Another method of cataract surgery involves the use of a laser to break up the cataract. It does not work well with hard cataracts, and at present, does not offer any significant advantage over phacoemulsification. This laser technology should not be confused with the Nd:Yag laser (Yag Capsulotomy ) which is used to remove “secondary cataracts”. The back part of the capsular bag, in which the intraocular lens implant is placed, can become cloudy, months to years after the cataract surgery. This cloudy membrane can be removed in an office-setting with the Nd:Yag laser. Water jet technology, in which a high speed stream of water is used to break up a cataract is being tested.

Are there any risks?
Cataract surgery is one of the safest surgeries being done today. Like all surgeries, however, there is some risk of which patients need to be aware. Your surgeon can minimize risk by fully evaluating your eyes, and taking steps to tailor surgery for your circumstances. Some patients require special steps or instrumentation which can be planned in advance. Many surgeons start patients on antibiotic eyedrops before the actual surgery, to hopefully decrease the risk of infection. The benefit of starting these antibiotics before surgery has not been proven beyond a shadow of a doubt, but it seems reasonable. The risk of a serious eye infection is about one in a thousand cases. Besides infection, there is risk of retinal detachment, perhaps one percent or less in the Medicare population. Any discussion of risk should balance the benefit of surgery with the risk. It is presumed that you are having enough difficulty with your quality of life (because of visual difficulty), to warrant the risks of surgery. Patients differ in what they feel is acceptable vision, and the amount of risk they will tolerate. Your surgeon should help you make sense of the relative risks and benefits. All surgeons, no matter how skilled, have complications. The most skilled surgeons have fewer complications and may be better able to deal with those complications. Most complications can be handled with a satisfactory outcome. If your surgeon tells you there is no risk, or he or she has never had a complication, you should seek a second opinion.

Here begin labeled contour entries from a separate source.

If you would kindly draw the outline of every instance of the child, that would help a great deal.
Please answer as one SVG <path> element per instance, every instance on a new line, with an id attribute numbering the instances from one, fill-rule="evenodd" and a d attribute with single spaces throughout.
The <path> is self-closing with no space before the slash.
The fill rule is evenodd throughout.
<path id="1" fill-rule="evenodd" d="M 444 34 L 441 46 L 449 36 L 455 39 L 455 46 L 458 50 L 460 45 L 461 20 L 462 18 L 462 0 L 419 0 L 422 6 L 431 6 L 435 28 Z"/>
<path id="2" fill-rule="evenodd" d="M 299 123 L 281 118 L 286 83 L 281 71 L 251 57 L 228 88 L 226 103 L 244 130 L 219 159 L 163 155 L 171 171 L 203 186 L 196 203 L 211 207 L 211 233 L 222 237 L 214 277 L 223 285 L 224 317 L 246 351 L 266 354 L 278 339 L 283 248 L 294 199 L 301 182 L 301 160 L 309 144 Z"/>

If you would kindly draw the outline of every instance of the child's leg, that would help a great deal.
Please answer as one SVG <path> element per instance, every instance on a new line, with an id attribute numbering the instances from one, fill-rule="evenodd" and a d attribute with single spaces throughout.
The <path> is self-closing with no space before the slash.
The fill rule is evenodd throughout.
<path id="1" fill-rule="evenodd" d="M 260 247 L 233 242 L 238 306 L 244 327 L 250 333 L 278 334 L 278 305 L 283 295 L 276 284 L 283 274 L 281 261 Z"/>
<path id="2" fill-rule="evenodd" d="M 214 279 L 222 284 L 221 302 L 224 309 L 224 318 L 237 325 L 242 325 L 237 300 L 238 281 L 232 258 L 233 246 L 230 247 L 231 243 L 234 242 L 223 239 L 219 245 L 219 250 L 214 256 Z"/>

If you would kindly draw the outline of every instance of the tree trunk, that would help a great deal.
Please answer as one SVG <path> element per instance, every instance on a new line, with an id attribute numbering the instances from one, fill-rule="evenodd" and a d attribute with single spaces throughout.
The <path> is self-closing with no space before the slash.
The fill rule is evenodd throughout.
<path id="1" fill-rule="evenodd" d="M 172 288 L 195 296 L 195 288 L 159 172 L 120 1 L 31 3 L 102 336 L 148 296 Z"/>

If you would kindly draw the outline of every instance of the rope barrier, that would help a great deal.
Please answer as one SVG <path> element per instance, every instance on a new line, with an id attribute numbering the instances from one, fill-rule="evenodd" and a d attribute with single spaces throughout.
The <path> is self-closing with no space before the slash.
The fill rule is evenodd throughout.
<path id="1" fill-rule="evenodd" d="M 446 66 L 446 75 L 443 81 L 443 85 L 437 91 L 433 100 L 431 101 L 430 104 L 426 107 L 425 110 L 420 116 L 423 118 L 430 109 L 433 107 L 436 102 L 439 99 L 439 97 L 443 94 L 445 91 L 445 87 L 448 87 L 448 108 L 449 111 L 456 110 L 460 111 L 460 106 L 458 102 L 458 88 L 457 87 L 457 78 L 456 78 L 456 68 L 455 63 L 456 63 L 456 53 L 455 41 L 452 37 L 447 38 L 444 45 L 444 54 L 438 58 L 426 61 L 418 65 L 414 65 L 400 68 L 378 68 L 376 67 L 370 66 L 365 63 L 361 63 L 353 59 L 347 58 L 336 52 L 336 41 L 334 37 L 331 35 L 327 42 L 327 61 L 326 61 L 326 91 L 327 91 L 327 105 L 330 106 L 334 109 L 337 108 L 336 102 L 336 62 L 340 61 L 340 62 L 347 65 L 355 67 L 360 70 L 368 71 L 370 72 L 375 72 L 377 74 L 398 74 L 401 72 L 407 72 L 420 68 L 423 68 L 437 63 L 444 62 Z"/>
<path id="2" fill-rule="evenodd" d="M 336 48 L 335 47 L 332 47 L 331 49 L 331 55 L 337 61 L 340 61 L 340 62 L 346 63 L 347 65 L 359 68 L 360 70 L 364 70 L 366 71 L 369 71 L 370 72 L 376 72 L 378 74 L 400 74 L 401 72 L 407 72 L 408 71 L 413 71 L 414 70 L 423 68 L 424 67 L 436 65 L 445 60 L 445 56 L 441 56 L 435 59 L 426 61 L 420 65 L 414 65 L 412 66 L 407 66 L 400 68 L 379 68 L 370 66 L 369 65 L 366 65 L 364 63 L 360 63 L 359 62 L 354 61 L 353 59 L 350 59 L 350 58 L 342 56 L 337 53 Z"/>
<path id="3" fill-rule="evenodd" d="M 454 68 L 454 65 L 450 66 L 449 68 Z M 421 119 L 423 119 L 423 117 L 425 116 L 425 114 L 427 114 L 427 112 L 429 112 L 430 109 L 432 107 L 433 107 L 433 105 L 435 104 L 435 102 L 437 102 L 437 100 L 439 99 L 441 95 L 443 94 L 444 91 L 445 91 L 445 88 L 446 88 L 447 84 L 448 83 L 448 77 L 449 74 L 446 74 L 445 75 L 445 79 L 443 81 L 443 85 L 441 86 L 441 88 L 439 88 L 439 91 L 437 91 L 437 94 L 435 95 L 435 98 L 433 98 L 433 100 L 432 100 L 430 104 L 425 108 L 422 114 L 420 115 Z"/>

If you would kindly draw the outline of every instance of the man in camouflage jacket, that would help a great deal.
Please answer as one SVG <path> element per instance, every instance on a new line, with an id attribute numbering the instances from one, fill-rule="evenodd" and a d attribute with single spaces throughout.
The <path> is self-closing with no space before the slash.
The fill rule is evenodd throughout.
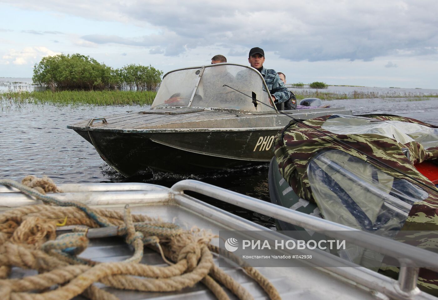
<path id="1" fill-rule="evenodd" d="M 284 102 L 289 99 L 290 92 L 283 83 L 283 81 L 280 80 L 277 72 L 274 70 L 266 69 L 263 67 L 265 52 L 263 49 L 258 47 L 251 49 L 249 52 L 248 61 L 251 67 L 257 69 L 263 77 L 269 92 L 276 104 Z"/>

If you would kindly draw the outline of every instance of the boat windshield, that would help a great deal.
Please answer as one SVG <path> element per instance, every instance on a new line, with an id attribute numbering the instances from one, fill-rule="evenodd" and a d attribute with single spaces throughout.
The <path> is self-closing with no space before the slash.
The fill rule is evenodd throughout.
<path id="1" fill-rule="evenodd" d="M 253 99 L 257 99 L 257 105 Z M 166 74 L 152 109 L 169 106 L 275 110 L 257 70 L 227 63 L 178 70 Z"/>

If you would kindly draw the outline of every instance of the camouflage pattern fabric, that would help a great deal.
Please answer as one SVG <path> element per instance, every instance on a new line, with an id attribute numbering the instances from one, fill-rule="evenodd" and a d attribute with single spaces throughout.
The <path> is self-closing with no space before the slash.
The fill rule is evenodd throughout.
<path id="1" fill-rule="evenodd" d="M 275 96 L 276 103 L 284 102 L 289 99 L 290 91 L 280 80 L 278 74 L 275 70 L 266 69 L 264 67 L 262 67 L 260 73 L 266 83 L 269 92 Z"/>
<path id="2" fill-rule="evenodd" d="M 426 199 L 413 204 L 401 230 L 438 230 L 438 192 L 435 186 L 413 166 L 425 159 L 436 159 L 438 147 L 425 150 L 422 145 L 415 141 L 401 144 L 395 139 L 378 134 L 335 134 L 322 128 L 326 120 L 336 116 L 326 116 L 306 120 L 300 125 L 286 127 L 276 136 L 275 156 L 280 173 L 295 193 L 301 198 L 315 202 L 307 177 L 307 164 L 320 152 L 337 149 L 371 164 L 391 176 L 406 180 L 428 193 L 428 197 Z M 382 121 L 406 122 L 437 128 L 405 117 L 387 115 L 366 116 Z M 344 145 L 339 141 L 342 141 Z M 402 150 L 404 148 L 409 149 L 410 161 Z M 385 166 L 381 162 L 384 162 L 396 170 Z M 414 179 L 431 188 L 422 186 Z M 435 252 L 438 249 L 438 237 L 428 239 L 425 242 L 420 236 L 410 236 L 404 237 L 401 241 L 429 250 L 431 247 Z M 398 269 L 385 265 L 381 268 L 379 272 L 396 278 Z M 421 269 L 418 284 L 420 289 L 438 296 L 438 273 Z"/>

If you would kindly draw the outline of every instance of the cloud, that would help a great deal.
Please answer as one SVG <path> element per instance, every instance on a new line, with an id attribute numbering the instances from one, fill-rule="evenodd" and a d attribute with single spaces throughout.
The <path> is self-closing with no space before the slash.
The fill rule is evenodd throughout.
<path id="1" fill-rule="evenodd" d="M 21 30 L 21 32 L 23 33 L 30 33 L 31 34 L 39 35 L 42 35 L 42 33 L 41 32 L 36 31 L 36 30 Z"/>
<path id="2" fill-rule="evenodd" d="M 396 64 L 393 64 L 392 61 L 388 62 L 388 64 L 385 65 L 385 68 L 396 68 L 398 67 Z"/>
<path id="3" fill-rule="evenodd" d="M 245 55 L 247 55 L 249 53 L 249 49 L 238 50 L 230 49 L 227 55 L 230 56 L 245 56 Z"/>
<path id="4" fill-rule="evenodd" d="M 159 47 L 157 47 L 149 50 L 149 53 L 151 54 L 162 54 L 164 53 L 164 50 Z"/>
<path id="5" fill-rule="evenodd" d="M 2 63 L 6 64 L 12 63 L 19 65 L 33 64 L 43 56 L 58 54 L 60 53 L 54 52 L 45 47 L 27 47 L 21 50 L 12 49 L 7 54 L 3 56 L 2 58 L 4 60 Z"/>
<path id="6" fill-rule="evenodd" d="M 95 32 L 82 39 L 144 47 L 151 53 L 159 49 L 166 56 L 218 46 L 228 49 L 231 56 L 246 55 L 259 46 L 267 55 L 273 53 L 292 61 L 369 61 L 387 56 L 438 54 L 435 0 L 296 0 L 284 1 L 281 7 L 261 0 L 4 1 L 26 9 L 153 28 L 159 33 L 127 38 Z"/>
<path id="7" fill-rule="evenodd" d="M 63 34 L 59 31 L 39 31 L 37 30 L 21 30 L 23 33 L 30 33 L 31 34 L 42 35 L 44 34 Z"/>

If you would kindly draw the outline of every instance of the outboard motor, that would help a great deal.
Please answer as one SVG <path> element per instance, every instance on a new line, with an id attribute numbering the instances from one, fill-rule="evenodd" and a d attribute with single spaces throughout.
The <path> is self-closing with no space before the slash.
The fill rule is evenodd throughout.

One question that is frequently asked, is whether cataract surgery can worsen age-related macular degeneration. Thus far, study results are mixed. Macular degeneration can spontaneously progress or worsen even when cataract surgery is not performed. At present, there is no overriding evidence to suggest that cataract surgery aggravates macular degeneration. Remember, the vast majority of patients have excellent outcomes with cataract surgery.

How can I prevent cataracts from developing?
Avoid smoking and take steps to protect your eyes from sunlight exposure. If you are diabetic, be sure to maintain strict control of your blood sugar. Be careful using steroid medications; these types of medications are undeniably beneficial for certain medical conditions, but they can contribute to cataract formation.

Outside the United States, eyedrops are available that are supposed to slow or stop the development of cataracts. These drops contain antioxidants. As of yet, there are no good scientific studies which show these are effective.